Failure to provide security to panchayat members threatens to disturb the peace in J&K

Neither the Omar Abdullah government nor the home ministry seems to be willing or able to come to grips with the gravity of an ominous development in Jammu & Kashmir: repeated militant attacks on panchayat members that is forcing more and more of them to put in their papers. One sarpanch was killed last Friday in Bomai village close to Sopore town. A day later a 45-year-old woman panch was shot at point-blank range in the adjacent Hardshiva village.

She is now battling for her life in a Srinagar hospital. After a spate of such attacks last year, panchayat members across the state established a body to press both the state and the central authorities to ensure their security and, no less important, to vest them with the powers they needed to fulfil their mandate.

Their pleas fell on deaf ears.

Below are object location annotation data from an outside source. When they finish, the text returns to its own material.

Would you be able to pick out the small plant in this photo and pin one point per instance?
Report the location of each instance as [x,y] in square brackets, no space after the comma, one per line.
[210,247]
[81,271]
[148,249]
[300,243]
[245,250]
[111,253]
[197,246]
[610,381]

The chief minister argued that to offer security to 33,000 panchayat members was a tall order. But what prevented him from deploying more police forces in militancy-affected areas? He finally took a step in this direction at a high-level security meeting held on Friday.

But why did he not do so when militants began their killing spree? The reason, it appears, is that Abdullah believed that local rivalries, and not militant designs, led to the attacks on panchayat members.

That assumption, to put it mildly, is grotesque. The head of the main militant organisation, Syed Salahuddin, based in Pakistan-occupied Kashmir, first called for a boycott of the 2011 elections. When candidates and voters participated in them in unprecedented numbers, he brought intolerable pressure to bear on the newly-elected panchayat members to resign en bloc. The writing on the wall was thus clear but Abdullah chose not to read it.

To make matters worse, he has consistently refused to empower the panchayat members in order to appease MLAs who fear that such a move would curb their powers.

The Centre’s attitude too has been lackadaisical. Rahul Gandhi had given a patient hearing to members of the apex body of the panchs and sarpanchs. But no action was forthcoming.

Ineptitude on this scale could seriously undermine the steady return to normalcy in the state. Mass disillusionment with the failure of grass-roots democracy is bound to disturb the peace in ways that would be far more dangerous than the criminal acts of militants.